Wer steht denn hier für
wen ein? In unserer Angst und unserer Verletzung steht immer als ent
scheidendes Moment das Ich-Gefühl. Deshalb schlage ich folgende (interne) Umformulierung vor:
Die aktuellen Umstände sind unheilbar in vielerlei Hinsicht. Deshalb ist die Beendigung des Arbeitsverhältnisses die logische Folge.
Mehr ist da nicht. Nimm
Dich und
Deinen Chef raus aus der Sache und es bleibt das eben genannte wirklich relevante Faktum übrig.
Das hört sich für Außenstehende oder im unachtsamen Alltag vielleicht sehr abstrakt und theoretisch an, aber ich denke, durch Deine Meditationserfahrung wirst Du sofort erkennen, was gemeint ist.
Zitat von Lavendelblume_8: Was machst du jetzt beruflich nach deiner Richtungsänderung?

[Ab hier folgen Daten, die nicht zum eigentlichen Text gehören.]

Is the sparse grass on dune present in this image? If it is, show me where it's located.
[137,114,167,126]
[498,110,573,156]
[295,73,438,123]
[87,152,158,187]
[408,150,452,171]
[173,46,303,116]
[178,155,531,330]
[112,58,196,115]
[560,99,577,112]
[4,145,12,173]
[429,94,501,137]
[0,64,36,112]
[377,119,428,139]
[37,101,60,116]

Wichtig war erstmal das Beenden des Bestehenden. Nach 29 Jahren übergab ich den Betrieb an einen Mitbewerber und kümmerte mich erstmal 2 Jahre intensiv um meine körperliche Gesundheit. Danach kamen (und kommen) die Feinheiten. Seit 4 Jahren habe ich eine kleine Gewerbeimmobilie in der Vermietung und erledige für Einzelunternehmer Büroarbeiten (Rechnungen, Buchhaltung, Jahresabschlüsse). Dafür bin ich mit meinem 1-Raum-Büro in Untermiete in einer beschaulichen Kleinstadt. Ich habe schon immer gerne alleine gearbeitet, konnte das aber früher selten tun. Außerdem war der Druck in unserem Gewerbe immens und ich bin in meinem Herzen kein guter Verkäufer sondern eher ein stiller Schreiberling.
Hier verdiene ich einen Bruchteil aber ich freue mich über jede Minute meines Tuns. Außerdem kann ich mir mein Arbeitspensum sowie meine Arbeitszeit frei einteilen. Manchmal bin ich schon um 5h im Büro und gehe nach meinem Kaffee um 9h nach Hause, lege dann daheim noch eine Stunde am heimischen PC nach und das war´s dann.
Zitat von Lavendelblume_8: Wie hat es sich ergeben dass du nach deinem Retreat eine Angststörung bekommen hast? Meinst du sie war vorher schon da und ist da erst sichtbar zutage getreten, oder ist sie dort erst entstanden?
Gar nicht so einfach zu beantworten. Fakt ist, dass ich wohl zuviel Konzentration und zu wenig Achtsamkeit aufgebaut hatte und einfach noch nicht reif für die (z. T. sehr heftigen körperlichen) Erfahrungen war. Ich kann sehr engagiert sein und hab´s dabei wohl a bisserl übertrieben. Daheim konnte ich die Konzentration nicht mehr ausschalten und hatte ziemlich krasse Ängste, verrückt zu werden. Nach diversen Untersuchungen inkl. Notaufnahme (Panikattacken) ging ich dann zu einer Freudianerin (ja, sowas gibt´s noch...) und wir arbeiteten meine ganze Lebensgeschichte durch. Damals stellte ich einige wichtige Weichen, doch die Arbeit und der Alk. ergänzten sich weiter auf unheilbare Weise. Und somit kam eine Angststörung hinzu. Erst aus dieser Not musste ich die entscheidenden Schritte gehen.
Somit sind unsere Lagen nicht ganz vergleichbar, aber ich wollte grundsätzlich anmerken, dass eine wirklich gute, umfangreiche (!) Suchttherapie aus meiner Sicht extrem viel leisten kann, insbesondere hinsichtlich Depression und Ängsten - sofern es nicht nur darum geht, lediglich abstinent zu bleiben sondern
vor allem die Entwicklung der Süchte zu verstehen.